Recently, Art Basel and UBS published their 2024 Global Art Market Report, completed by the research and consulting firm Arts Economics. This year, their research and data reveal that despite the overall negative market trends, there were notable positive developments that could indicate the future direction of auction houses and the sector overall.
Throughout 2024, geopolitical tensions, political uncertainty, and economic instability in many of the developed parts of the world negatively impacted the art market, causing a 12% contraction in global sales.

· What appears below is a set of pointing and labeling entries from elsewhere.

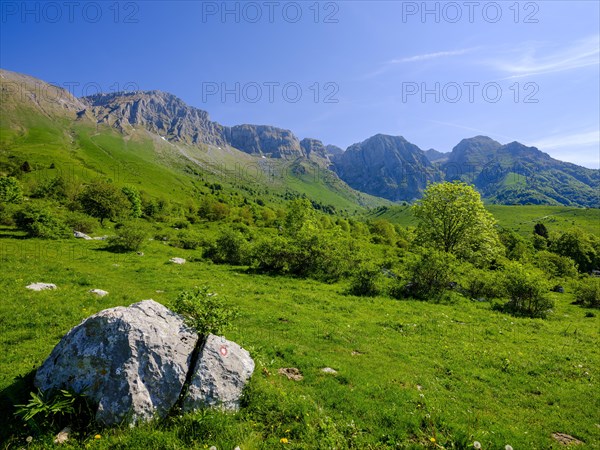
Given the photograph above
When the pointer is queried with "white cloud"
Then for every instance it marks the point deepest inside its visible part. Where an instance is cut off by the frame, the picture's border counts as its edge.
(532, 60)
(428, 56)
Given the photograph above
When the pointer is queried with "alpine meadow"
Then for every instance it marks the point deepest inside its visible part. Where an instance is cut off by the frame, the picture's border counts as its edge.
(172, 279)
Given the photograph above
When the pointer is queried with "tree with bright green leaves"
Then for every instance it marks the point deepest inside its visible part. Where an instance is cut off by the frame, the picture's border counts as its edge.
(300, 216)
(104, 201)
(451, 217)
(10, 190)
(133, 195)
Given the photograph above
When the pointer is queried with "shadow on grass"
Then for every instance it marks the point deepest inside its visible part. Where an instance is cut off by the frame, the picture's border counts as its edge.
(16, 393)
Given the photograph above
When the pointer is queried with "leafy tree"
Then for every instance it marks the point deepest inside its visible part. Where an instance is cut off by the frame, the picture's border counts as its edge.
(133, 195)
(204, 311)
(429, 275)
(130, 237)
(104, 201)
(541, 230)
(587, 292)
(300, 215)
(451, 216)
(10, 190)
(527, 290)
(581, 247)
(40, 222)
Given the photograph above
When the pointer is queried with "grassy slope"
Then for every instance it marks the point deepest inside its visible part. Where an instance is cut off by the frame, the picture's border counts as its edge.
(484, 375)
(519, 218)
(80, 153)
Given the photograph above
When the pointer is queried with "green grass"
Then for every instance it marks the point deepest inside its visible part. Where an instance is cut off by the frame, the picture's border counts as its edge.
(408, 371)
(520, 218)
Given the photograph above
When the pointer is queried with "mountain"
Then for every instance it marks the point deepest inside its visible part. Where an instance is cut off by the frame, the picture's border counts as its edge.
(386, 166)
(333, 150)
(156, 127)
(517, 174)
(155, 141)
(435, 156)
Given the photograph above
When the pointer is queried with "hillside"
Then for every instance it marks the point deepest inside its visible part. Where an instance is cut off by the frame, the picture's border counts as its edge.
(155, 141)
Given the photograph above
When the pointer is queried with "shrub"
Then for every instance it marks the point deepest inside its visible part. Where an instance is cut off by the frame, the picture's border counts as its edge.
(230, 247)
(130, 237)
(39, 222)
(10, 190)
(54, 188)
(587, 292)
(366, 281)
(81, 222)
(429, 275)
(483, 284)
(556, 266)
(188, 240)
(527, 290)
(204, 311)
(57, 408)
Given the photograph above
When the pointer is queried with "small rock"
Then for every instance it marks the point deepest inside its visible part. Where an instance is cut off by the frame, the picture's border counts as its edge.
(80, 235)
(291, 373)
(41, 286)
(98, 292)
(62, 436)
(565, 439)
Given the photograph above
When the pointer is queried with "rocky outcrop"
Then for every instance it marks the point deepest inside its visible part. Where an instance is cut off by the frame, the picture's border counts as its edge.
(220, 375)
(158, 112)
(134, 362)
(386, 166)
(264, 140)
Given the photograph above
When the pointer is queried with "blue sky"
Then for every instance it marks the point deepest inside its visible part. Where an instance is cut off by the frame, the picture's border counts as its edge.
(432, 72)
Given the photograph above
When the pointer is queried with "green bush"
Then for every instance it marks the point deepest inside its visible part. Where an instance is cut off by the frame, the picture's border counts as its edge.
(428, 275)
(230, 247)
(130, 237)
(38, 221)
(10, 190)
(204, 311)
(527, 291)
(54, 188)
(587, 292)
(483, 284)
(81, 222)
(556, 266)
(366, 281)
(188, 240)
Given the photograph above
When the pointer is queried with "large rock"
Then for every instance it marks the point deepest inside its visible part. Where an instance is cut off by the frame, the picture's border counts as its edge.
(133, 362)
(220, 375)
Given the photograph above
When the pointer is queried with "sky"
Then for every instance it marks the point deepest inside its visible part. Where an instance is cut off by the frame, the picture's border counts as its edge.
(433, 72)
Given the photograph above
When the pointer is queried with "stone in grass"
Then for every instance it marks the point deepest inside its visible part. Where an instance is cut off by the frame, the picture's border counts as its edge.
(41, 286)
(98, 292)
(220, 374)
(133, 362)
(291, 373)
(565, 439)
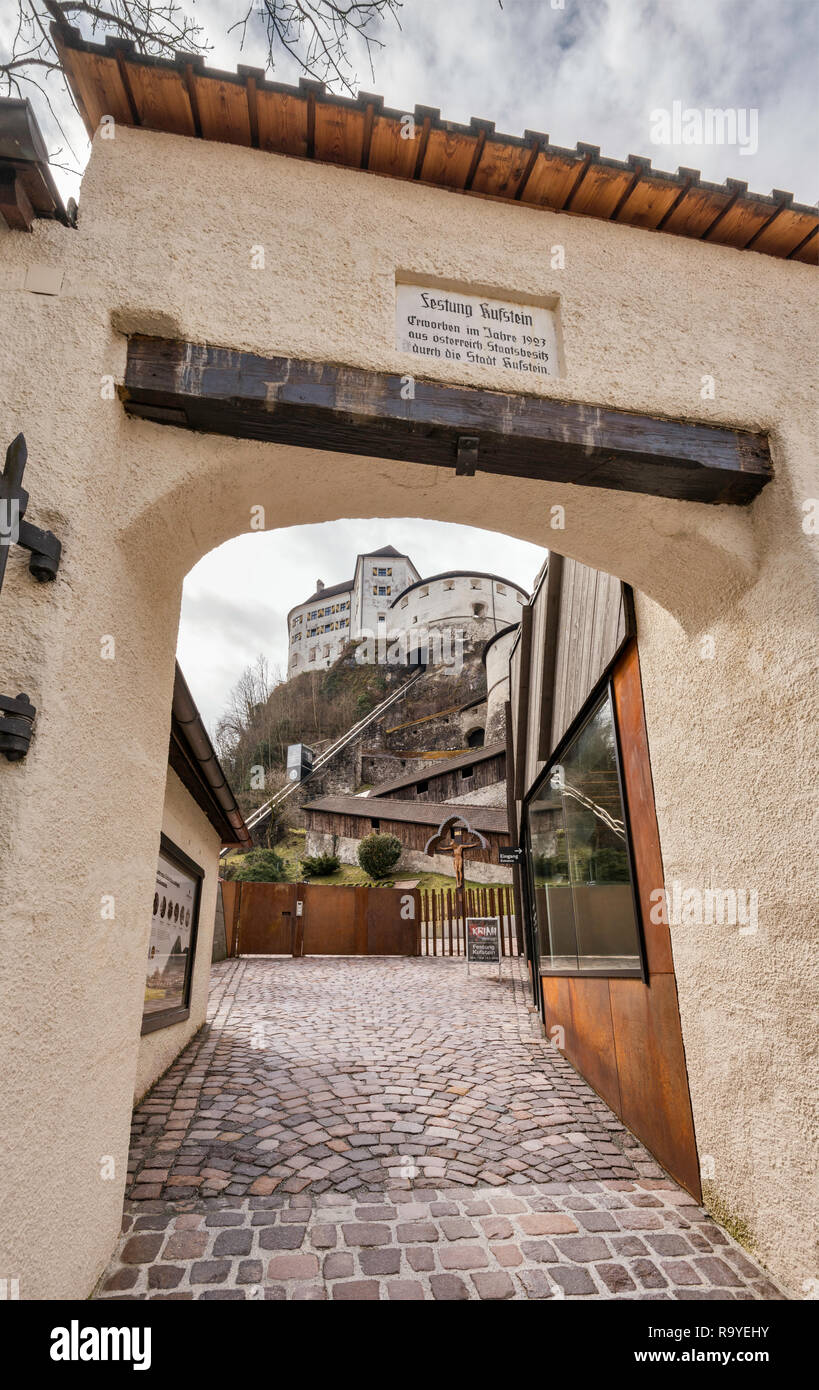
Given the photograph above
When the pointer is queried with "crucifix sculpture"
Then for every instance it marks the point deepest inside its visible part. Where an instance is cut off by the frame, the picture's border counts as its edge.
(453, 837)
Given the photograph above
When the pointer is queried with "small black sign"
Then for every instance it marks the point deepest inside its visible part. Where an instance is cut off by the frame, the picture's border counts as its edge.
(483, 938)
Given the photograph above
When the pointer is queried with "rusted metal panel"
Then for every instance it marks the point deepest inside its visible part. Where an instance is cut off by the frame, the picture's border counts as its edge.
(392, 920)
(651, 1066)
(636, 767)
(266, 913)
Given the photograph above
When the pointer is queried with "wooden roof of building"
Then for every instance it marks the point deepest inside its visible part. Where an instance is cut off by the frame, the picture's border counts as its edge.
(440, 769)
(182, 96)
(417, 812)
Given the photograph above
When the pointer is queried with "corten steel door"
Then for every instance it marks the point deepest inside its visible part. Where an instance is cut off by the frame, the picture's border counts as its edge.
(394, 918)
(266, 912)
(335, 920)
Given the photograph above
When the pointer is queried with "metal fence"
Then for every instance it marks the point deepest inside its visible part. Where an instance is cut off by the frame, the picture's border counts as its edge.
(442, 919)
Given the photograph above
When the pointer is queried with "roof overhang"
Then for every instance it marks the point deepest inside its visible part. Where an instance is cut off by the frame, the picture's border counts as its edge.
(182, 96)
(192, 756)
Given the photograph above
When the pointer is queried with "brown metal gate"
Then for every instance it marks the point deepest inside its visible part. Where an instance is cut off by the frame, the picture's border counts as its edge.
(264, 919)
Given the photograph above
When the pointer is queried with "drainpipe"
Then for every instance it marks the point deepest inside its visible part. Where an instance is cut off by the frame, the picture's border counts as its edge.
(196, 734)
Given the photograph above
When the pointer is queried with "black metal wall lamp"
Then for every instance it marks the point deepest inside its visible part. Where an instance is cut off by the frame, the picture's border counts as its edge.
(17, 713)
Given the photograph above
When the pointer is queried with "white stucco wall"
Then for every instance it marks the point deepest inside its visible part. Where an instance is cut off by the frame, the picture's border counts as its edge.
(644, 316)
(412, 861)
(316, 652)
(187, 824)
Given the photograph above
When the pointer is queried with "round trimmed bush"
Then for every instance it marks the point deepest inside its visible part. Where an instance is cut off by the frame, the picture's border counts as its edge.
(378, 854)
(319, 866)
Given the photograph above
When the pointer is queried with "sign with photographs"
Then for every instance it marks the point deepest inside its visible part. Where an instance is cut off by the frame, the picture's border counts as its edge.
(173, 934)
(483, 940)
(449, 325)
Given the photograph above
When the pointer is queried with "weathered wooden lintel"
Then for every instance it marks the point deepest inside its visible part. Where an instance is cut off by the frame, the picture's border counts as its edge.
(348, 410)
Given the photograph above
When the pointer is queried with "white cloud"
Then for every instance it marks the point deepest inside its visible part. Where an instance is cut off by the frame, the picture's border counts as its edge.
(235, 601)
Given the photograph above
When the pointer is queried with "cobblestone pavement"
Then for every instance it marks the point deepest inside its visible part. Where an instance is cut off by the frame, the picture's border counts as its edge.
(391, 1129)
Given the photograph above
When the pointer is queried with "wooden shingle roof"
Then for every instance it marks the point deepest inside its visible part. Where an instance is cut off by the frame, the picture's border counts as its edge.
(182, 96)
(417, 812)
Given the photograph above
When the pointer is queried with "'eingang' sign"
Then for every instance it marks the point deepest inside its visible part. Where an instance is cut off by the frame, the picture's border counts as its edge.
(483, 941)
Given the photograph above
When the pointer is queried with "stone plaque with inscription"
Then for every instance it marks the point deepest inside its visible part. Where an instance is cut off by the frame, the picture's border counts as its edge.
(451, 325)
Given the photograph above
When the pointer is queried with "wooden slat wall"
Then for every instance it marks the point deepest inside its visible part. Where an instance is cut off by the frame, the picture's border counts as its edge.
(452, 784)
(593, 626)
(410, 836)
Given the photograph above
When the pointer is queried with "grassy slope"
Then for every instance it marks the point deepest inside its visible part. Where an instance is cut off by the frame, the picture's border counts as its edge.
(292, 848)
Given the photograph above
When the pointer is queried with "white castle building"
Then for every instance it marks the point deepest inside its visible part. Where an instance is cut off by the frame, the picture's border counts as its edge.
(387, 595)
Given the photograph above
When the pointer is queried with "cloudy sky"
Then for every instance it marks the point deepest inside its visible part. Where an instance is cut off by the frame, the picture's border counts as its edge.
(579, 70)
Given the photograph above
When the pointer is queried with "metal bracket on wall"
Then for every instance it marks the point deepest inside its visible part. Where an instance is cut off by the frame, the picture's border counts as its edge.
(43, 545)
(17, 716)
(17, 713)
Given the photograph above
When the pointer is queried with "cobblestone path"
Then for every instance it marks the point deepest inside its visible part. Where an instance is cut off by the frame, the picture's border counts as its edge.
(391, 1129)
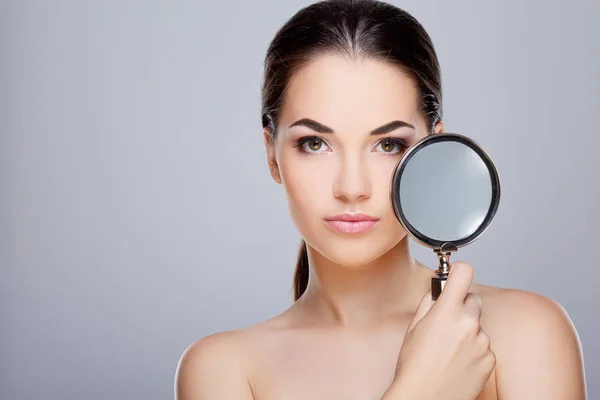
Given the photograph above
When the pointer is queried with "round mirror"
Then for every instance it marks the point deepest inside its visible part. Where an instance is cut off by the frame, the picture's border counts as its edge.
(445, 189)
(445, 193)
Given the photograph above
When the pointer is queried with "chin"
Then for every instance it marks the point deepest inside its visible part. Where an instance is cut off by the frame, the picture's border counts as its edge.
(356, 251)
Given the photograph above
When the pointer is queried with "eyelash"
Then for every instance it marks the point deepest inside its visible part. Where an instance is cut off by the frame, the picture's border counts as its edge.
(304, 140)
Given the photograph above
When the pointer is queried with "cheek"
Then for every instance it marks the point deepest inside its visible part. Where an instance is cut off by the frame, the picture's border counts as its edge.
(308, 182)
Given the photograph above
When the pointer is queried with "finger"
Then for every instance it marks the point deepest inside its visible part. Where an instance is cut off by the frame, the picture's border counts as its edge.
(457, 285)
(473, 305)
(422, 309)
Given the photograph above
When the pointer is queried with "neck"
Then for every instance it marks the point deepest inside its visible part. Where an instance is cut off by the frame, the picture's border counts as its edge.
(359, 297)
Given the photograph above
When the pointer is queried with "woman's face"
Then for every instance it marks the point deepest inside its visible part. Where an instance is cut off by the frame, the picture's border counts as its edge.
(343, 127)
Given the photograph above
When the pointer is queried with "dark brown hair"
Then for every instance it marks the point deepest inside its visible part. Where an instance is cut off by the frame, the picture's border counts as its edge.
(353, 28)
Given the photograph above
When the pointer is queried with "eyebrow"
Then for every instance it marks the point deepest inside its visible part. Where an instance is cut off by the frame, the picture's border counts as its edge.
(318, 127)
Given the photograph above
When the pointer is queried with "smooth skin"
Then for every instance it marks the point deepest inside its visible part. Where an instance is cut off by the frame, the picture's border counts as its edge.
(366, 327)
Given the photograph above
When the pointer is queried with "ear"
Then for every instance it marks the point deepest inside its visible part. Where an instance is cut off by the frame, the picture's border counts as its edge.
(271, 159)
(439, 128)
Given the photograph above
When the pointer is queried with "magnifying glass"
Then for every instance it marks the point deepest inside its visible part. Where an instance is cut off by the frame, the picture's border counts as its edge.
(445, 192)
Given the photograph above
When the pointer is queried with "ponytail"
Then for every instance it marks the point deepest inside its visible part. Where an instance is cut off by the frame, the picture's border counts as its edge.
(301, 274)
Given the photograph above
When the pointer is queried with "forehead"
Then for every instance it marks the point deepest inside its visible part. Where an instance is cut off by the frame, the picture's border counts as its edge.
(342, 92)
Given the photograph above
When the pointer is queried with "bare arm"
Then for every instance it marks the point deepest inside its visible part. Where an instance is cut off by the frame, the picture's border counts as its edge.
(213, 368)
(538, 349)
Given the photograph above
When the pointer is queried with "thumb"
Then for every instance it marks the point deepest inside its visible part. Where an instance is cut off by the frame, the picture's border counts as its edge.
(422, 309)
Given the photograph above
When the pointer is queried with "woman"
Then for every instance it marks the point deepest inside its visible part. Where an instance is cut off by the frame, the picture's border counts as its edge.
(348, 86)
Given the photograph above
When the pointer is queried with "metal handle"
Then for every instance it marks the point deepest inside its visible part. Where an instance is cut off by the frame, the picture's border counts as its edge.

Hit worst by this was China, whose sales numbers have dipped to lows not seen since 2009, and its position as the second largest art market was lost to the United Kingdom.
2024 marks a sharp decline in the art market following a strong rally within the market following the pandemic and a slower 2023. Both auction houses and dealers were hit hard by the 2024 downturn, by 25% and 6%, respectively, although the total amount of translations improved by 3%, especially among lower-end market segments. Interestingly, private auction sales have seemingly bucked the negative trend with a 14% year-on-year growth.
The high-value side of the auctions was the worst hit by far. However, lower-end sales, auction house private sales, and online sales either saw stability or not insignificant success during the widely tumultuous year. The full report can be read here.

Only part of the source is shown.